Con pennello e vernice alla guerra contro i writers

Non chiamateli «writers», per favore. Perché la lingua inglese di per sé, già li nobilita troppo. Tantomeno «fenomeno sociale dei giovani». Perché, al massimo, si tratta di un gruppo di una decina di «imbrattatori», questo il loro vero nome, che non hanno la cultura per capire cosa sia l’estetica di un palazzo né l’architettura degli edifici. Parola di Mario Lozar, giovane architetto milanese che ha deciso di ingaggiare una battaglia personale contro le scritte dei graffittari. In che modo? Impugnando pennello e vernice e andando a cancellarle dalla facciata da casa sua all’Isola. «Quando ho saputo che il Comune dava la possibilità ai condomini di abbonarsi all’Amsa per farsi cancellare i graffiti, l’ho subito detto all’amministratore - racconta -. Ma è così difficile convincere gli altri. La gente dice che è inutile e che tanto domani sarà la stessa cosa».

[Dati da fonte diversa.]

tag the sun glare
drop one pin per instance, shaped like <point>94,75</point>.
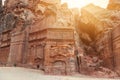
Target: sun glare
<point>82,3</point>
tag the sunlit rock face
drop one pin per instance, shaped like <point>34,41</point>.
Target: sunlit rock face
<point>105,24</point>
<point>114,5</point>
<point>46,35</point>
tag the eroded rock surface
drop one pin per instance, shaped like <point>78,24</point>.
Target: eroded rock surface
<point>47,35</point>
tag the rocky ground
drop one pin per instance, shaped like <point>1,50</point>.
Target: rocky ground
<point>11,73</point>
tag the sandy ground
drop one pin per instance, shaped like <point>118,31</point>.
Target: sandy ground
<point>11,73</point>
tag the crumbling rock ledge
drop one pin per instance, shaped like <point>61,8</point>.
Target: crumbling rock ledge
<point>47,35</point>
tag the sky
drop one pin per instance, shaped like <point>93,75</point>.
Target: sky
<point>82,3</point>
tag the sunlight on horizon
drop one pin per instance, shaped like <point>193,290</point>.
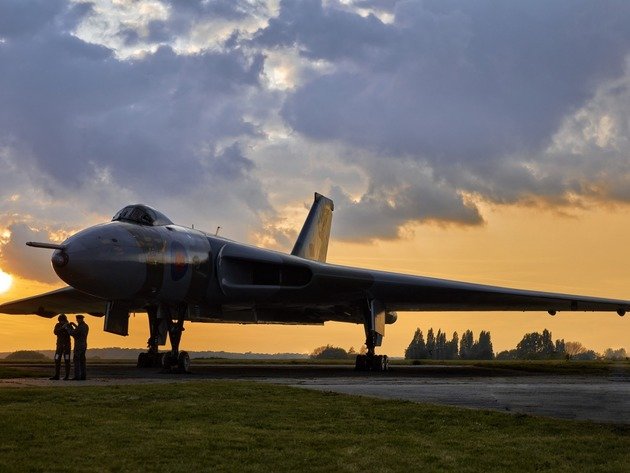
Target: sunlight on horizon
<point>6,281</point>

E invece, lui ha sperimentato l’esatto contrario. «Quelli che vengono a imbrattare la mia facciata ormai mi conoscono, sanno che pulisco il giorno dopo e non sprecano più la vernice. Il concetto del tutto pulito lo rispettano un po’ di più». E poi, se tutti facessero come me, aggiunge Lozar, si darebbe un segnale forte: la gente non vuole più subire questa piccola e quasi quotidiana violenza. «Sì, perché la considero una violenza fascista il fatto che mi scrivano sulla facciata. Sarà anche per deformazione professionale, ma l’architettura della mia casa è nata in un modo e non riesco a vederla altrimenti. Io non sono né fascista né comunista, ma sono convinto che chi imbratta non ha cultura estetica. Come un sordo che ascolta Beethoven».

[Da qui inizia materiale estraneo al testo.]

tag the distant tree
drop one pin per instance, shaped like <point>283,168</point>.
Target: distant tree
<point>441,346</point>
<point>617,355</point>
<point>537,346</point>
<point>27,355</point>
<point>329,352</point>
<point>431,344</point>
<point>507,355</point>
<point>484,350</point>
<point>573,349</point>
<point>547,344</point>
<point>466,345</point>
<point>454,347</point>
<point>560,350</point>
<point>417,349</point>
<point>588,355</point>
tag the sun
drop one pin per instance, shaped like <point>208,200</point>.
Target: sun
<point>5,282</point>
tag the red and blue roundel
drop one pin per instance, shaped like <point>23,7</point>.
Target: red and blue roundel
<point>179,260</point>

Insomma, secondo Lozar, i graffittari agiscono come chi deve marcare il territorio e lasciare un segno del proprio passaggio. «Ma è così sterile - continua l’archietto -. Qui il primo che ha scritto, è uno che veniva da Bergamo. Ma è assolutamente provato dalla mia casistica che se trovano la facciata sporca, sporcano di più. Altrimenti ci pensano su». Lo stesso discorso vale anche per le città: più le trascuri, meno le senti tue e meno sei spinto a fare qualcosa per migliorarle.
A dire la verità, Lozar per strada vorrebbe scendere con il rullo e non solo con il pennello e, a essere precisi, una distinzione per quanto sottile la fa tra graffito e graffito. «Le scritte politiche e d’amore, per quando non mi piacciano lo stesso, hanno però più senso di una semplice firma», precisa. Sono passati poco più di venti minuti, da quando l’architetto è sceso con la sua latta di vernice e delle «brutture» sulla sua facciata non c’è quasi più alcun segno. «Un timido segno di seguito l’ho avuto - continua Lozar -: il ristorante accanto a me non ne poteva più di trovarsi la parete sporca e mi ha chiesto dove avessi comprato la vernice. Anche i vecchietti mi chiedono se vado a pulire i loro palazzi.

Certo se ci mettessimo in 25 a fare questo lavoro, chissà forse non sarebbe più così “figo” fare l’imbrattatore. Ma lo diventeremmo noi». Ancora qualche metro e poi finisce l’area di sua competenza. Basta vedere le scritte che stanno dall’altra parte del muro per capire dov’è il confine. «Ecco, io arrivo fin qui».